Photomicrographs showing corneal pathology in Tabby males from the pathogen-free facility. A: Normal histology of wild-type cornea at 30 weeks. B to F: Tabby corneas. B: Superficial corneal epithelial defect (arrow). C: Bullous keratopathy; separation between epithelium and stroma (arrow). D: Keratitis characterized by inflammatory cells (arrow) infiltrating the cornea. E: Ulceration, keratitis, hemorrhage, and neovascularization (arrow). F: Keratinization (arrow) and neovascularization (arrowhead). Epi, epithelium, Str, stroma. Numbers in parentheses represent age of mice (H&E staining at an original magnification of ×200).

Figure 3

Photomicrographs showing rescue of corneal lesions by EDA-A1 transgene in Tabby mice. A: Age-matched Tabby control shows acanthosis (arrow) and neovascularization (arrowhead) in cornea. B: Cornea lesions were recovered to wild type in EDA-A1 transgenic Tabby mice. Wild-type mouse with normal cornea (C) and EDA-A1 transgenic wild-type mice (D) show normal cornea morphology. H&E staining at an original magnification of ×200.

Figure 4

Summary scores of ocular phenotypes of Tabby mice. A: Corneal lesions in 80% of Tabby males housed in the pathogen free and 83% in the conventional facility (TA). One of four TATG mice showed minimal corneal keratinization (TATG), and no lesions were found in wild-type (WT) or transgenic mice in wild-type background (WTTG). B: Majority of the Tabby males housed in the conventional facility developed ocular surface inflammation (TA). Inflammation was decreased in transgenic Tabby (TATG) mice housed in the same facility. C: Tabby males lack meibomian glands (TA). EDA-A1 transgene failed to rescue meibomian glands in Tabby mice (TATG). BA, pathogen-free facility; CN, conventional facility.

Figure 5

Photomicrographs showing ocular surface inflammation in Tabby mice. A: Thickened eyelids (double-headed white arrows), absence of meibomian glands (single-headed white arrow), blepharitis (single-headed black arrows), and sparse hair follicles in Tabby eyelids (upper skin).
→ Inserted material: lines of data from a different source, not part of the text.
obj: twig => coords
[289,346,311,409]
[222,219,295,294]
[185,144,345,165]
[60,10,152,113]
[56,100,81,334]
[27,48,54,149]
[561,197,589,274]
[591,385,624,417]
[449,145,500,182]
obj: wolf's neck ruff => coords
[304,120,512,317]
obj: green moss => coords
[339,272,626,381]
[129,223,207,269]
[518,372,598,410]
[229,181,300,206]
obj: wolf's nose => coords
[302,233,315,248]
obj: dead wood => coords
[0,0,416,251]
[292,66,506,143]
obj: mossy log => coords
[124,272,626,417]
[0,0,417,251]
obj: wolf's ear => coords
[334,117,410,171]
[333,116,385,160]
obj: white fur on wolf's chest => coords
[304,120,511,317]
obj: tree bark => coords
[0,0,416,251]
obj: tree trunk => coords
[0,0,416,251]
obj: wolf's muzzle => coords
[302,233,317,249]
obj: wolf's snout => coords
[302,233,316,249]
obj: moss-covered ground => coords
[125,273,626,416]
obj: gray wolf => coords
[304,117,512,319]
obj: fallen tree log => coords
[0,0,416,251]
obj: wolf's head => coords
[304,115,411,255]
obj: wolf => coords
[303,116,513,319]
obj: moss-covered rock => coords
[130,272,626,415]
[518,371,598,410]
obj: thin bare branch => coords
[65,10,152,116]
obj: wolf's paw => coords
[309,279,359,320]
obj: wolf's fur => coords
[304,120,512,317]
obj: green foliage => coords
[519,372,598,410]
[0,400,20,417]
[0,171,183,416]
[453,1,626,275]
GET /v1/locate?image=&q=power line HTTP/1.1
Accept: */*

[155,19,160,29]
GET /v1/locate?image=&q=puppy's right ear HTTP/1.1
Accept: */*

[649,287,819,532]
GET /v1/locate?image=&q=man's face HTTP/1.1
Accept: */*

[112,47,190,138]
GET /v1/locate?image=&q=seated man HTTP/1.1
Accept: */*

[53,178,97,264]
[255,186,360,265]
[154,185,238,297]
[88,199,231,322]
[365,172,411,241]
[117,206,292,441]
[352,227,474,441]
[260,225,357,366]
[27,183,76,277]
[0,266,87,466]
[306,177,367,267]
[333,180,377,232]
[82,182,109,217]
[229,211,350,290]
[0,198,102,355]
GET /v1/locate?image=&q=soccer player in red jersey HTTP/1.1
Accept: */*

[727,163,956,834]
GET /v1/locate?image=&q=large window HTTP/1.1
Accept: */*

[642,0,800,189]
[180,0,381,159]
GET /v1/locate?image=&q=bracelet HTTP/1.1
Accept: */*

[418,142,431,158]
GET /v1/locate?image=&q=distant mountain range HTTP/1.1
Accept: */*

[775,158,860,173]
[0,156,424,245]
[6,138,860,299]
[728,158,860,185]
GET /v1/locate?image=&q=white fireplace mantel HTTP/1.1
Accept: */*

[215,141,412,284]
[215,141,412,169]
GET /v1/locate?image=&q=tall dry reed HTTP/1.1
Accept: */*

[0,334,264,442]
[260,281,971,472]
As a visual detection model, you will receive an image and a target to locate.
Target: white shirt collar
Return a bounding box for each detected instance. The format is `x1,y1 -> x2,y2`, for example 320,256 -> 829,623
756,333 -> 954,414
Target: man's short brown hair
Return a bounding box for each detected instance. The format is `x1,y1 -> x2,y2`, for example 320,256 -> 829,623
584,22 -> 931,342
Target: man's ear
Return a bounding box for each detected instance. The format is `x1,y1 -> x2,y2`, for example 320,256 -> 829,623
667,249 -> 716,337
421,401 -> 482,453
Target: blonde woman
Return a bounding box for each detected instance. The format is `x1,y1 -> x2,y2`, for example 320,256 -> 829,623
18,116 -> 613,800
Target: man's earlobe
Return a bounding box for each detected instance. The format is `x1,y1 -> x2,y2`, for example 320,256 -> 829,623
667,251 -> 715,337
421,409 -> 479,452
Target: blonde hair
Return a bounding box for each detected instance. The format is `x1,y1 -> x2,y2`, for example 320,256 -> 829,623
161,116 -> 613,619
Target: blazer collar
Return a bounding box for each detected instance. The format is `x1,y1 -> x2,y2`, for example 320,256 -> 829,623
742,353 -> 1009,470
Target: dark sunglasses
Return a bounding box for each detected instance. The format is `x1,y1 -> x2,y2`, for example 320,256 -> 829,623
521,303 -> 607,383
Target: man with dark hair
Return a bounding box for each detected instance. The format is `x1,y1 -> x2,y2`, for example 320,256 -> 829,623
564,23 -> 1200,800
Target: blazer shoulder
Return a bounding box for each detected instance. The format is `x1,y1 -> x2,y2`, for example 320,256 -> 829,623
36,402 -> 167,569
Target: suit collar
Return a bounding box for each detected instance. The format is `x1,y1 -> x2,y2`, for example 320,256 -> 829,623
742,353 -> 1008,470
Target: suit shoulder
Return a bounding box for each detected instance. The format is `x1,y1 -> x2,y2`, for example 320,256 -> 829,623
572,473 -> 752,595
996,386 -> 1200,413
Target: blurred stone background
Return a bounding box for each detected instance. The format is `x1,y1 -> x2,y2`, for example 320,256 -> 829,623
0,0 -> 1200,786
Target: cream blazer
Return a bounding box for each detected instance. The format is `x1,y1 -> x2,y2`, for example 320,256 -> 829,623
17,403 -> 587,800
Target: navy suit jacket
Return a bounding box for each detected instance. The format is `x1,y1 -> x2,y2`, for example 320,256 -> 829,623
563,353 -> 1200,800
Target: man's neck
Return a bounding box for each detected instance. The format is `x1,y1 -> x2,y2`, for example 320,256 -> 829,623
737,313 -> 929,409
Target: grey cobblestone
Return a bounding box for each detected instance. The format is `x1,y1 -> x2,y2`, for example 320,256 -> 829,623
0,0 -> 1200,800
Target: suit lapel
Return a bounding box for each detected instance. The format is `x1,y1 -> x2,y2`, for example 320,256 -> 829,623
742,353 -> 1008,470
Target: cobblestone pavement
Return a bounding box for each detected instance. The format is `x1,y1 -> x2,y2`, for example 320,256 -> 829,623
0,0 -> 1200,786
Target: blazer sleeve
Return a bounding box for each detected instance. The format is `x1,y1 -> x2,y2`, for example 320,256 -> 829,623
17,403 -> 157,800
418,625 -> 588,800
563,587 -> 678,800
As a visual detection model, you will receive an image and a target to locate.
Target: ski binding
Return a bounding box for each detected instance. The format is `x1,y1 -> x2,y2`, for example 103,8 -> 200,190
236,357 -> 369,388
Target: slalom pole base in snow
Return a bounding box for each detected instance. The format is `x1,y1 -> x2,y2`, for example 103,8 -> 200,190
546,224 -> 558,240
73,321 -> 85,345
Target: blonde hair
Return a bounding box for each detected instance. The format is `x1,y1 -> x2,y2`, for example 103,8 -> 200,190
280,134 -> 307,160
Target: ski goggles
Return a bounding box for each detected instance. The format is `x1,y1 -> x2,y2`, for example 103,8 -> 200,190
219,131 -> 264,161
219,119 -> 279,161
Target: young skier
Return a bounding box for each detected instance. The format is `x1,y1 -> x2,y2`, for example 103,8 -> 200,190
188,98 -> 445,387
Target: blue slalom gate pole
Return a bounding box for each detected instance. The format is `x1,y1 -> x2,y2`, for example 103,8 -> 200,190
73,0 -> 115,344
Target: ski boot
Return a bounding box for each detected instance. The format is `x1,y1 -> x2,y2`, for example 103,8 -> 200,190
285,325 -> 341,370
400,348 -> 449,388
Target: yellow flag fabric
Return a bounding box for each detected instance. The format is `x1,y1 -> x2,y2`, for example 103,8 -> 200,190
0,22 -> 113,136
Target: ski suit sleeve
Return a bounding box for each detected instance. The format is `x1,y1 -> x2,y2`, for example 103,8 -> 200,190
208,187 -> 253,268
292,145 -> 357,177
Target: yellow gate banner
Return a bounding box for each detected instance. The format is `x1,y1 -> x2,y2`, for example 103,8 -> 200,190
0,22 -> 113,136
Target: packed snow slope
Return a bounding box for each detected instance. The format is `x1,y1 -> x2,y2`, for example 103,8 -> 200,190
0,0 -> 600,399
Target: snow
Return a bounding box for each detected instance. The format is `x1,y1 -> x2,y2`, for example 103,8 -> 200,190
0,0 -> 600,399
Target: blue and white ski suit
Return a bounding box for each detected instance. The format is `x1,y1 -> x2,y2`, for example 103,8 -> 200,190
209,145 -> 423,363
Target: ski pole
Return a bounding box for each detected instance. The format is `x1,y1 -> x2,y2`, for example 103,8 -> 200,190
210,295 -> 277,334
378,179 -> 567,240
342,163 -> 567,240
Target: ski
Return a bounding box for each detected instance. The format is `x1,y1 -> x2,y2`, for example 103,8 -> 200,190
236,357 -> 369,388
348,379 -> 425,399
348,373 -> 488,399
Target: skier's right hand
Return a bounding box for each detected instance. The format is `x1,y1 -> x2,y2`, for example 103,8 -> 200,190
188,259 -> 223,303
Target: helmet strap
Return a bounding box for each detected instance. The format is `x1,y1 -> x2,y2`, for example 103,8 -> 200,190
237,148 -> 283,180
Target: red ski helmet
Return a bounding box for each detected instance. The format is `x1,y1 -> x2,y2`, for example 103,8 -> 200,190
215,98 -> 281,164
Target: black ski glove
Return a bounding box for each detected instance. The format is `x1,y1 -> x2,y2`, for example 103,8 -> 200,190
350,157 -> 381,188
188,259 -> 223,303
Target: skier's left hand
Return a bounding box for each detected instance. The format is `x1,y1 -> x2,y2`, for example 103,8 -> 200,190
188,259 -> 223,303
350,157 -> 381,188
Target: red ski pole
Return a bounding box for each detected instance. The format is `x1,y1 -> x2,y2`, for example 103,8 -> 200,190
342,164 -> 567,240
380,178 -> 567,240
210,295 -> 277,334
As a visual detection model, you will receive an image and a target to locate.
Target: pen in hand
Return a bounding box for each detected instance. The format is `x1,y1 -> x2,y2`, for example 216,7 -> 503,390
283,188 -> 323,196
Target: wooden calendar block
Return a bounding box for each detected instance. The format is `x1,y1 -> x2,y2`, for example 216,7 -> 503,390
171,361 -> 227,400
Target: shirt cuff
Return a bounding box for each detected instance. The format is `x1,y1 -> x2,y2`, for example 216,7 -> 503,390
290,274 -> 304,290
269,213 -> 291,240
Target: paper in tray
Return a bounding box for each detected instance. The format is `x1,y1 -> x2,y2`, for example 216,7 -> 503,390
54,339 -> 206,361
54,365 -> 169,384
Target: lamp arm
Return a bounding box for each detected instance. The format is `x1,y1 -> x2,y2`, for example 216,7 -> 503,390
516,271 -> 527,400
B: Nearly normal eyelids, with partially rescued meibomian gland and fully restored hair follicles (upper skin) in EDA-A1 transgenic Tabby mice. C: Conjunctivitis (arrow) in Tabby. D: Follicular conjunctivitis in the fornix (arrow). E: Limbitis showing inflammatory cells (arrow) infiltrating the junction of the cornea and sclera. F: Normal conjunctiva, limbus, and cornea in transgenic wild-type mice. H&E staining; original magnifications in A and B, ×100; in C to F, ×200.

Figure 6

Photomicrographs showing prevention of inflammation by EDA-A1 transgene in Tabby mice hosted in the conventional facility. Tabby (A), transgenic Tabby (B), and wild-type (C) mice are littermates housed in the same cage. A: Moderate conjunctivitis (arrow) in Tabby. B to D: No inflammation in transgenic Tabby (B), wild-type (C) or transgenic wild-type mice (D). H&E staining at an original magnification of ×100.

Figure 7

Quantitative real-time PCR showing expression of EDA and EDAR. Relative expression level of EDA and its receptor, EDAR, in wild-type cornea (WTCR) and conjunctiva (WTCN) compared with wild-type (WTBS) and Tabby (TABS) back skin. Real-time PCR expression levels of EDA (A) and EDAR (B). Data normalized to GAPDH.